Unveiling the Role of Root Exudates in Plant Adaptation to Drought and Heat Stress

Drought and heat are recognized as the foremost abiotic stresses influencing plant growth and yield. In response to stressful conditions, plants undergo various physiological and biochemical modifications to enhance their resilience. Among these modifications, root exudates, comprising a diverse range of organic compounds, significantly impact plant resilience to drought and heat stresses. The soil microbiome plays a crucial role in mitigating drought and heat stress by enhancing plant resilience through various mechanisms, including nutrient acquisition, hormone production, and stress signal modulation. Its interaction with root exudates further amplifies these effects, as root exudates serve as key mediators in shaping microbial communities and promoting beneficial interactions.
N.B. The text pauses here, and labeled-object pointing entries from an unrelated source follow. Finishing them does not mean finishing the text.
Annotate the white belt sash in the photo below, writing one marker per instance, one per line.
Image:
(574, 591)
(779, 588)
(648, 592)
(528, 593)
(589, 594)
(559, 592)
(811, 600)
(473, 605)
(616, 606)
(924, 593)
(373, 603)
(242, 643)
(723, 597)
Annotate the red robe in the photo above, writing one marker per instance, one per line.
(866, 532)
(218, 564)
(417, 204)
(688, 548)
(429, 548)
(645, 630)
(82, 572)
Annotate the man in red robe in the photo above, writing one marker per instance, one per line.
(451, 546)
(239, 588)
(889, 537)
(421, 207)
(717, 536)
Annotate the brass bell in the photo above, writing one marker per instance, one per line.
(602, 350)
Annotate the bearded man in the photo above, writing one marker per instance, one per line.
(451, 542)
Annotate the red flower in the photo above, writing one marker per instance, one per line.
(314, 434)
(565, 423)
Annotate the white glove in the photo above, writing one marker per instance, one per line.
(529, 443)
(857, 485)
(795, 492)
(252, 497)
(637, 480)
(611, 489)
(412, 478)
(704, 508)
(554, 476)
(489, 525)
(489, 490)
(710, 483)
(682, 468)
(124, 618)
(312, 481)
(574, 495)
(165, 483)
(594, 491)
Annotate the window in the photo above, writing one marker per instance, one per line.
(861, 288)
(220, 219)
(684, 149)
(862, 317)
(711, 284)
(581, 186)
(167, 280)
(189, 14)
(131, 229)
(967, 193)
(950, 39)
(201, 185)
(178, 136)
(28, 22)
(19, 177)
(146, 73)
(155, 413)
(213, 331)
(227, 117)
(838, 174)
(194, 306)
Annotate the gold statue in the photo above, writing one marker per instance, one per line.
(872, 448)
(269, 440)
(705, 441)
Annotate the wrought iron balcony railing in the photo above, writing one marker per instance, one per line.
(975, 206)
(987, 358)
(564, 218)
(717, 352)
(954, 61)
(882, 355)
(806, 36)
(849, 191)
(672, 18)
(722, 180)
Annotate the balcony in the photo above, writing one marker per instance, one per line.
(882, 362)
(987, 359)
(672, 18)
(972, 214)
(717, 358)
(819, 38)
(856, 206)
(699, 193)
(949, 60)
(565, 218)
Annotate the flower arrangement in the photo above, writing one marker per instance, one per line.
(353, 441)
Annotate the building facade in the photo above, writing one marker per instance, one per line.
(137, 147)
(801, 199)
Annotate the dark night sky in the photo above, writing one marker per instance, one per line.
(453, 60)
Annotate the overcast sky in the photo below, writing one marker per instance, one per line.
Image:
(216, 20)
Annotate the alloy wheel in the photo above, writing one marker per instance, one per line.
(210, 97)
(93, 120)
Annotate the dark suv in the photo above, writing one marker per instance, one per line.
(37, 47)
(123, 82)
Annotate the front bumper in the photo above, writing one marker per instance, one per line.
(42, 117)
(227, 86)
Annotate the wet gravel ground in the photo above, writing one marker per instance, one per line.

This review enunciates the crucial role of root exudates in conferring drought and heat stress tolerance, offering novel insights into the mechanisms, root structural changes, and physiological and biochemical adaptations. The role of microorganisms and their interaction with root exudates are explored to unveil the intricate network of interactions orchestrated by root exudates in stress adaptation, mitigation and resilience. In addition, this review examines the various physiological, abiotic, and biotic factors that impact the composition and dynamics of root exudates. Deciphering the complex interactions among these elements is essential to understanding the intricacies of plant stress responses. Furthermore, root exudate extraction techniques are briefed. Overall, this review aims to better understand and drive future research focused on integrating the role of root exudates, soil microbiome for improving adaptation, mitigation and resilience of crops to abiotic stresses such as drought and heat.